In this circuit from (Grey,Meyer Analysis and Design of Analog Integrated circuits fifth edition) It is stated that : "In the quiescent condition,\$ V_o = 0\$ and \$V_1 = 0\$ ." What forces V1 and Vo to be equal 0 when \$V_i =0\$ ?Aren't there other sources (\$V_{cc}, -V_{cc}\$) which may cause \$V1\$ to be >0 ?
edit :It is actually mentioned that this is a simplified schematic of the output stage of the 709 op amp
Brian is right. This is not a complete circuit. Do not bother attempting to analyze the quiescent conditions of this circuit.
For the record, as drawn, if \$V_i\$ is greater than 0.6V above \$-V_{CC}\$, then the collector of \$Q_3\$ will be near ground and \$Q_2\$ will pull the output voltage down toward \$-V_{CC}\$. Grey and Meyer are well-respected, but maybe write for an advanced audience. I am sure that when presented in full context, everything makes sense.

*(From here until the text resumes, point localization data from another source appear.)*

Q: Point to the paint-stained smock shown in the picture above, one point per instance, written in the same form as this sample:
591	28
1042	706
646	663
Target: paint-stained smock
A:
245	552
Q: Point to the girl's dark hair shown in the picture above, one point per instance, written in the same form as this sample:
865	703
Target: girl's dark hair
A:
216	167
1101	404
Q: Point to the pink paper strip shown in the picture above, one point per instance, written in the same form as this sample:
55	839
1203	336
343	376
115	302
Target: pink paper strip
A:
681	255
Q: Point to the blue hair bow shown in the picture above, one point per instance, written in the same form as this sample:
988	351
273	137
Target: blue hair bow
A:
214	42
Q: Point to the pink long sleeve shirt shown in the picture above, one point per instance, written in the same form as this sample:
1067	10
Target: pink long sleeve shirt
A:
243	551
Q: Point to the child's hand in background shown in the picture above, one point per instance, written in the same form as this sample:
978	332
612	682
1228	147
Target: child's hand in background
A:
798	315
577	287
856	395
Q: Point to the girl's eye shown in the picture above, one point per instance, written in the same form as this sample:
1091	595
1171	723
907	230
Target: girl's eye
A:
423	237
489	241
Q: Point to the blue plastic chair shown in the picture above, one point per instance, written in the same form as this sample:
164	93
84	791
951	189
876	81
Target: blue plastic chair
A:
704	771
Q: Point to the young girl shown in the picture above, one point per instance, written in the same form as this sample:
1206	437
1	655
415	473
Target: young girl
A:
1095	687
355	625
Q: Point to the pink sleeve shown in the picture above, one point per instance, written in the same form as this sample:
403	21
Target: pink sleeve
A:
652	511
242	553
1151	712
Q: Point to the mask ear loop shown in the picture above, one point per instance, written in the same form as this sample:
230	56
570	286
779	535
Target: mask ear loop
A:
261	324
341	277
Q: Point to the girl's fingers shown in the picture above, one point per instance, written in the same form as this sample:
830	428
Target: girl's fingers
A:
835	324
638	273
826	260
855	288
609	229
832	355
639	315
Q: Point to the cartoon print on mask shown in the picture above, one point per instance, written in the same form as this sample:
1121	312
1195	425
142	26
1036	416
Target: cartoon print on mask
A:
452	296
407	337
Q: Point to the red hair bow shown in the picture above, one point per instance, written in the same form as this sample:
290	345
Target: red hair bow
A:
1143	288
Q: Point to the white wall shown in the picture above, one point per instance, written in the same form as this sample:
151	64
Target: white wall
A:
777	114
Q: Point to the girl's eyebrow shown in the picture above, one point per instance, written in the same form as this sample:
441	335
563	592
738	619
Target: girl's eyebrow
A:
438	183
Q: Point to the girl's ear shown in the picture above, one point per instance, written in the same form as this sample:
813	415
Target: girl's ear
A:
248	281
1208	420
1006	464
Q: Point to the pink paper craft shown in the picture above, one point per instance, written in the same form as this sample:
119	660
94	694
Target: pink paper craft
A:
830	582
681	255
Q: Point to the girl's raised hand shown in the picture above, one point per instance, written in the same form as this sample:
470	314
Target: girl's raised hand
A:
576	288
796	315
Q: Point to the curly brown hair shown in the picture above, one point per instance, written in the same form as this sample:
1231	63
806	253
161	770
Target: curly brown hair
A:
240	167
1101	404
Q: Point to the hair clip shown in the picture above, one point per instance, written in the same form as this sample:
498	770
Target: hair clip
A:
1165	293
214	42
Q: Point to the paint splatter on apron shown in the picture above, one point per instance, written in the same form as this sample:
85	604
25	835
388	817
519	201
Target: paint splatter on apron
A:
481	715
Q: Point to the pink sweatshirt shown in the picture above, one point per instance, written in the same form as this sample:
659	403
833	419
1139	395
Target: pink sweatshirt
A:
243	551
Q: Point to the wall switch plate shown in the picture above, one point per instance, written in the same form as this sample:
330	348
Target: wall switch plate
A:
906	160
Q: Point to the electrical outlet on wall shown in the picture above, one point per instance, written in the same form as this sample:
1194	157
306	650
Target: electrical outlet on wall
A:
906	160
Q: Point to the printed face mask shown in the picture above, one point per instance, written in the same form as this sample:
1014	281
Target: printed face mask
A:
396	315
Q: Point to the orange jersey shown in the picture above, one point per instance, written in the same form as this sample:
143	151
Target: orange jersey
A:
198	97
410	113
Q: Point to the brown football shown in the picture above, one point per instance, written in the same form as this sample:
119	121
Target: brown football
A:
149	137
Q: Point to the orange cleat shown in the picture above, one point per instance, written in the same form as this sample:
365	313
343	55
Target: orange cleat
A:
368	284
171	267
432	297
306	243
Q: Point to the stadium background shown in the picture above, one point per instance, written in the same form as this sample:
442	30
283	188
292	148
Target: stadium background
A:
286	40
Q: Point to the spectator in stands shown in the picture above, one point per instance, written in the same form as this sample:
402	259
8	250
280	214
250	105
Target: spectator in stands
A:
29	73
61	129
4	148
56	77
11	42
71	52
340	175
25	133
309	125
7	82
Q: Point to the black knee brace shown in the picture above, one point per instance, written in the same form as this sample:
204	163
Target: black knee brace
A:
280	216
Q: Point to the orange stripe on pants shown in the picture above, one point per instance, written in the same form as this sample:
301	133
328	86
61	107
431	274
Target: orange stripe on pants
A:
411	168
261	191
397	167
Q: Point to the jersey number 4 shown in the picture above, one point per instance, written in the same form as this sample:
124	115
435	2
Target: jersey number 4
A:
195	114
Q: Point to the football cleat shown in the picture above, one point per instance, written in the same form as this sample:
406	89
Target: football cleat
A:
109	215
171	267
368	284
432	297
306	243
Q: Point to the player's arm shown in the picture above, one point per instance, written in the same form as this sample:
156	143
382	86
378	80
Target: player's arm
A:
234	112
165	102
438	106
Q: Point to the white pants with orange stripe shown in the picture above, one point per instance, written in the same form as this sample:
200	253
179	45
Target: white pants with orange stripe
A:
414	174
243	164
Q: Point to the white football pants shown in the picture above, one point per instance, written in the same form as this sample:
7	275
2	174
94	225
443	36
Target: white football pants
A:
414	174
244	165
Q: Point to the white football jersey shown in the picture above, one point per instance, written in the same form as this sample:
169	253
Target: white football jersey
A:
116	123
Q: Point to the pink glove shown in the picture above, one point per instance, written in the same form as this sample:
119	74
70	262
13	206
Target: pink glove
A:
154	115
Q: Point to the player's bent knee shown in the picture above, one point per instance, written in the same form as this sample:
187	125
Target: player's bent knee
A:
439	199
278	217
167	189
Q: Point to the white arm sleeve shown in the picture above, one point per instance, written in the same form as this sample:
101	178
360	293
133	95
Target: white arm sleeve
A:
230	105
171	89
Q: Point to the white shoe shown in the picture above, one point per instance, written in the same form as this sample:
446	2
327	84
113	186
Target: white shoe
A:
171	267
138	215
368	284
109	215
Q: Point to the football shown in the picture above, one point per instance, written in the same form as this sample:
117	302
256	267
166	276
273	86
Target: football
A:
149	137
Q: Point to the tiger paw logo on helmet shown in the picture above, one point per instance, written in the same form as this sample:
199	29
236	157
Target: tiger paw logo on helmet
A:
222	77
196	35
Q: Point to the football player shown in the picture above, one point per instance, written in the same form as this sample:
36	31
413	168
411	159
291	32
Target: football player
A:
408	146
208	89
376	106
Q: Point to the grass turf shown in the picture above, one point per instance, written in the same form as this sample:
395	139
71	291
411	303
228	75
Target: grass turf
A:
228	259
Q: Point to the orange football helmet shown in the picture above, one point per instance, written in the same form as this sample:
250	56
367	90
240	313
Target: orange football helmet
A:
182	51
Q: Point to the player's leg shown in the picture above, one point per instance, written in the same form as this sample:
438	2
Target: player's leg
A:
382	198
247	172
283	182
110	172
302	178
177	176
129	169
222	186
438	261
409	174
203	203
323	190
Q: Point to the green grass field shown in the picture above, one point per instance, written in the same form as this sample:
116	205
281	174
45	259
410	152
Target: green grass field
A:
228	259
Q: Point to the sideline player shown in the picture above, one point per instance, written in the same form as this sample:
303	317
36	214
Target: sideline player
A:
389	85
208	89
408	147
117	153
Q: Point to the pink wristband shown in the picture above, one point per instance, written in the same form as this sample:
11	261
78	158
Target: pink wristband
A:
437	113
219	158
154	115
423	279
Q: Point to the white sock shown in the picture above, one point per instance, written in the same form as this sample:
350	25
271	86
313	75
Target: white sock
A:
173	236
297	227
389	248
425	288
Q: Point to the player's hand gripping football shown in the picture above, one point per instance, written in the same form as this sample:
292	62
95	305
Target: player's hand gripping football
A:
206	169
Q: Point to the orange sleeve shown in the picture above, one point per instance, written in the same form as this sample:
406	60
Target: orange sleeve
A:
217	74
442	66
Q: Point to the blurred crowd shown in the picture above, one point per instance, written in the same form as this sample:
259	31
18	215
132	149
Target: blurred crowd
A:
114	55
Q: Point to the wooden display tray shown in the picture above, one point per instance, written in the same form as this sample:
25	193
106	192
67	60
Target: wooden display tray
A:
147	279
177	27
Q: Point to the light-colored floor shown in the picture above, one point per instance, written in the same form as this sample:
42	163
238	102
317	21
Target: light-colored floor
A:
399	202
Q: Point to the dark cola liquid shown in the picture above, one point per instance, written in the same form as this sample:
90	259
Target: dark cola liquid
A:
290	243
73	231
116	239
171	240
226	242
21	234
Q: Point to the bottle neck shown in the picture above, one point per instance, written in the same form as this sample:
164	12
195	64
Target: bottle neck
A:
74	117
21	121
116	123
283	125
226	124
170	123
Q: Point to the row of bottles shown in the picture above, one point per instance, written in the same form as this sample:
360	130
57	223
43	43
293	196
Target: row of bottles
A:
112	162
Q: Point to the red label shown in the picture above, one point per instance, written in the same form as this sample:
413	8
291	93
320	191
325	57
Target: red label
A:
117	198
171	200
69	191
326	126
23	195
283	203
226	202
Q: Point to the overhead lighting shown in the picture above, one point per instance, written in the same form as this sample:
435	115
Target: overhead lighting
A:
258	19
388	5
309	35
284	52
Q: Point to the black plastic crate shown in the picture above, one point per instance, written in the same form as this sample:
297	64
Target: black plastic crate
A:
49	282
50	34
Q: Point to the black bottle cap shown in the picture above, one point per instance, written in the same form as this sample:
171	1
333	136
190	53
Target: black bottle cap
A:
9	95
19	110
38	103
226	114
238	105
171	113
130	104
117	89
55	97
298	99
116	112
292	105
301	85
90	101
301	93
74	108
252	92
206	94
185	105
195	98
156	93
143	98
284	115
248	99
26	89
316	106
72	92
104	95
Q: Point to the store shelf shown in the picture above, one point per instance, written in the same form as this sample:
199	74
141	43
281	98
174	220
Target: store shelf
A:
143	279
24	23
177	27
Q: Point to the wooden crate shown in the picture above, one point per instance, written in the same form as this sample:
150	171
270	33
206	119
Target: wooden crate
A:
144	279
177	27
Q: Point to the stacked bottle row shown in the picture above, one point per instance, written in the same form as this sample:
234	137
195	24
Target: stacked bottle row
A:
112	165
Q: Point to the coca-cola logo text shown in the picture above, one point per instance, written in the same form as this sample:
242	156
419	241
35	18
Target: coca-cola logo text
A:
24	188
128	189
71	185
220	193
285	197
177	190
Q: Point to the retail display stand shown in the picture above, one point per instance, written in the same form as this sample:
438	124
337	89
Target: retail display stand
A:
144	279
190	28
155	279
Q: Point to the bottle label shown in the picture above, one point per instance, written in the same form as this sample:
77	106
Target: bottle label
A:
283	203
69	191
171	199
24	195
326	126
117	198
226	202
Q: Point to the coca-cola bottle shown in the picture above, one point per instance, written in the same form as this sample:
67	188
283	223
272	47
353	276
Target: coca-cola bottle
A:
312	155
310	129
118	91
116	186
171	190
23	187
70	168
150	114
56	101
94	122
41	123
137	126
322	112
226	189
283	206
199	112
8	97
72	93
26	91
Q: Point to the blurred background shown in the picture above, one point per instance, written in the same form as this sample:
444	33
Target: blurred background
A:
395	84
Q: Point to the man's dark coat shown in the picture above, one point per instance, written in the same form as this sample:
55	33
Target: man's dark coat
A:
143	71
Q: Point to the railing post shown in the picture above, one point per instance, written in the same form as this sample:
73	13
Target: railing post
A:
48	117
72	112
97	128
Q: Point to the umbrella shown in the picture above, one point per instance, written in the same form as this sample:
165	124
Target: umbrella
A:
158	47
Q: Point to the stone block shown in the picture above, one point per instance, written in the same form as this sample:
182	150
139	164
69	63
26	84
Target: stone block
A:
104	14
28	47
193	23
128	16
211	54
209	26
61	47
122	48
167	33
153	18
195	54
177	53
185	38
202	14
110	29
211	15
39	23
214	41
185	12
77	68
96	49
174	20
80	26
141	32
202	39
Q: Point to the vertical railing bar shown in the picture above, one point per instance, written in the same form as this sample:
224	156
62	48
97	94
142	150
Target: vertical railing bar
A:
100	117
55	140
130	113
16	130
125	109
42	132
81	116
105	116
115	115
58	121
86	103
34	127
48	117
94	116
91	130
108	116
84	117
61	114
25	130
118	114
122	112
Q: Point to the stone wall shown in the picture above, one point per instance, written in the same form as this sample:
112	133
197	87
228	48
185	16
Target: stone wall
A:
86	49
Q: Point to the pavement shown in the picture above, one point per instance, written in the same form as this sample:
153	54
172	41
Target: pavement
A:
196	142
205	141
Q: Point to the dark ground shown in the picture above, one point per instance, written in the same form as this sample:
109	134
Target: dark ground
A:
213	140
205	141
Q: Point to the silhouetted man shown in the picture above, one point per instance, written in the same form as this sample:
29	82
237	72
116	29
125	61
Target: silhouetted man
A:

The quoted text from the book is:
In the quiescent condition, \$V_o = 0\$ and \$V_1 = 0\$ .
This is correct in the sense that these are the conditions under which no current flows through the stage, and the output is at 0V.
This appears to be from you:
What forces \$V_1\$ and \$V_o\$ to be equal \$0\$ when \$V_i = 0\$?
The answer is nothing. The question's premise isn't true. The "quiescent condition", as described, requires \$V_i\$ to have some specific value which is neither 0 from ground, nor from \$-V_\text{CC}\$. It is that value which turns on \$Q_3\$ just enough so that exactly the right amount of current flows through \$R_1\$ to create the correct voltage drop for the conditions.
That value would arise, in the overall amplifier, thanks to feedback. When the overall amplifier (not shown) is configured with a feedback network, say for unity gain, an output of 0V would be ensured by tying the input to 0V. Internally, the right condition will arise in the \$Q_3\$ circuit.
But it will not be the case that \$V_i\$ is zero from any obvious reference point. The voltage will be somewhere in the neighborhood of \$Q_3\$'s \$V_\text{BE}\$ (above \$-V_\text{CC}\$), since that transistor has to be partially turned on and be in its active region: neither saturated, nor cut off.